Thank you for your e-mail.

It is possible to take your musical instruments on board. Therefor it is necessary to book an Extra Seat for the instrument during your booking.

Please note, that even if your request is accepted, the captain reserves the right to make changes and decide that the transport be made in the hold, if he considers that the security of the passengers is compromised.

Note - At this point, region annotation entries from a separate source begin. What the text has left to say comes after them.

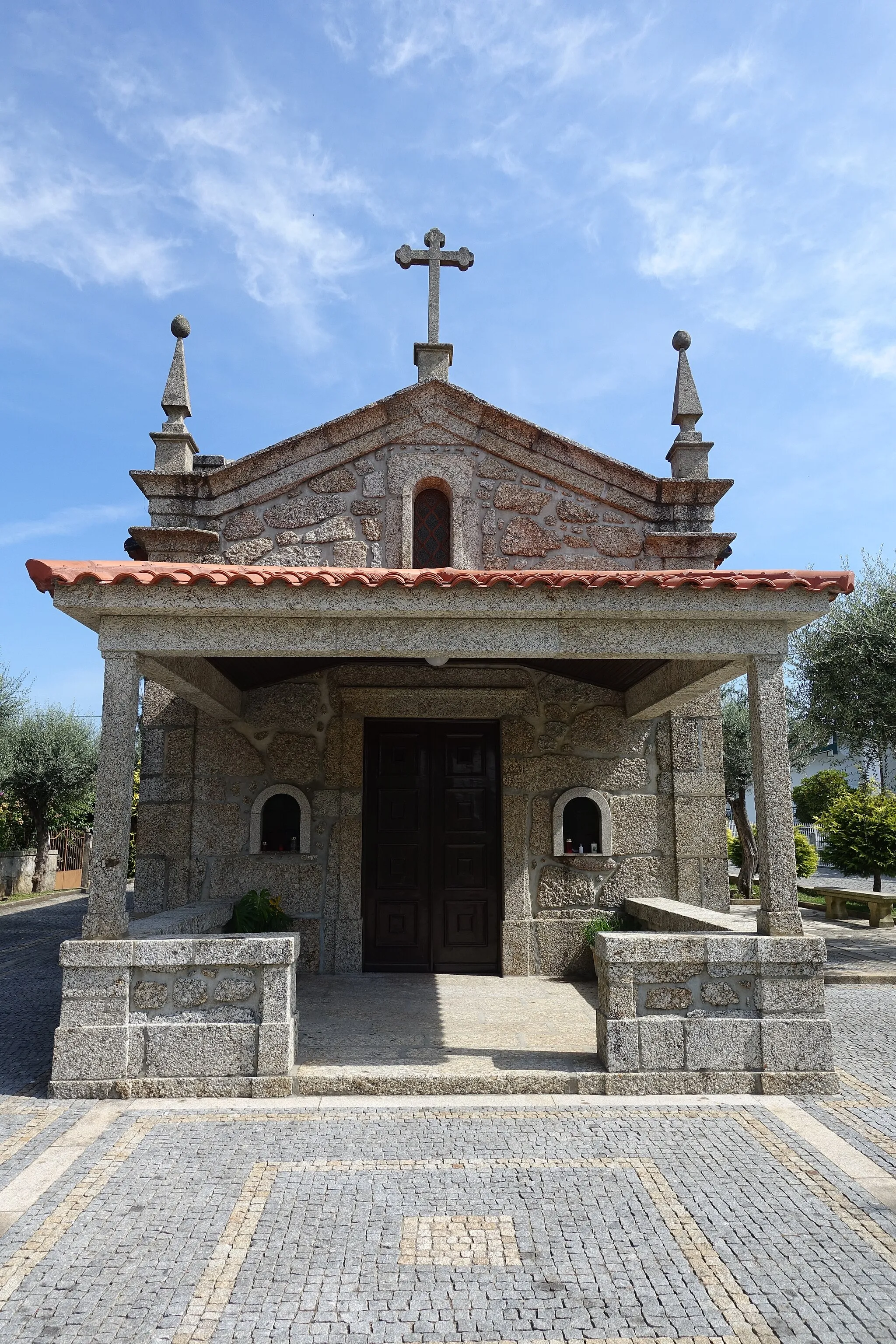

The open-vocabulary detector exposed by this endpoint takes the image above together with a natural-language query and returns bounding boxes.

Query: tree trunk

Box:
[31,817,50,891]
[731,789,759,900]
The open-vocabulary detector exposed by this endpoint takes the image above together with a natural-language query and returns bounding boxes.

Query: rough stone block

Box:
[756,934,827,974]
[592,954,637,1018]
[756,976,825,1018]
[145,1022,259,1078]
[598,1012,641,1074]
[760,1018,834,1072]
[684,1018,762,1070]
[59,966,128,1027]
[540,863,598,910]
[59,938,133,966]
[163,727,195,776]
[262,966,296,1023]
[670,711,703,773]
[531,915,594,980]
[600,854,674,907]
[267,731,321,785]
[130,980,168,1012]
[128,1026,147,1078]
[52,1026,128,1081]
[610,793,658,855]
[674,796,727,861]
[638,1018,685,1070]
[335,919,363,972]
[501,919,529,976]
[256,1020,294,1077]
[760,1070,841,1097]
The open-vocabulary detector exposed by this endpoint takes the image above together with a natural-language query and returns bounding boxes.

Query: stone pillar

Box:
[747,658,803,937]
[82,653,140,938]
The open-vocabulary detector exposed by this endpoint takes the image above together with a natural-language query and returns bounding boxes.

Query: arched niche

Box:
[248,784,312,854]
[553,786,612,855]
[387,450,476,570]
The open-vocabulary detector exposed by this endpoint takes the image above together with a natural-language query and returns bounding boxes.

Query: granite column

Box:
[82,653,140,938]
[747,658,803,937]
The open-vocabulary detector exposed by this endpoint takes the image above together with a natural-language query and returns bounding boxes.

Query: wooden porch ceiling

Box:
[208,657,666,691]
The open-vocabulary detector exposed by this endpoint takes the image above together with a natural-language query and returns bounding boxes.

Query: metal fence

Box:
[50,826,93,891]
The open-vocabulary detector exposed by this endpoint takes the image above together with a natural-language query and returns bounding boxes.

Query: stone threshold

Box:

If you have any further questions or queries, please feel free to contact our team at any time.


Kind regards

B. Wielpütz
Service Team airberlin group

Moral of the story: Don’t believe Air Berlin. Better still, don’t fly them.

luggage airberlin


  • Rosana Martins says:

    Airlines administrors should take into consideration all the bad publicity they are receiving by discriminating violins and other musical instruments on board. They should remember all the music lovers who fly as well.

    • Thomas Koch says:

      Air Berlin has no clue about musical instruments and their importance to a musician. If you fly with them, you are in their hands, and at their mercy. Since twenty years, I fly from the US to Europe and back on Air Berlin and formerly with the now defunct LTU. While leaving the US from the small airport of Fort Myers in Florida never caused a problem – my classical guitar was allowed for free as carry on – the return from Düsseldorf was and is each and every time a nightmare. You can never predict what they are going to tell you. Or should I say, feel like doing at the moment. After mentioning that I arrived with the guitar as carry on in Germany just four weeks prior, I was randomly told: the rules have changed, does not fit in overhead, free gate check, pay for gate check, free oversized luggage, pay for oversized luggage, buy extra seat. Fees ranged from 50 to 90 Euros for the same guitar. It made no sense. Did I mention that I buy four seats total for my family each and every trip?

  • Brian says:

    Regardless of the issue (and I do remember the good old days when I could take my violin on board without any problem), I am not at all sure about this boycott appeal, expressed here in the words “don’t fly them”. It rhymes with “don’t buy them”. And sentences that start with “Kauft nicht bei” were never any good, as we all know.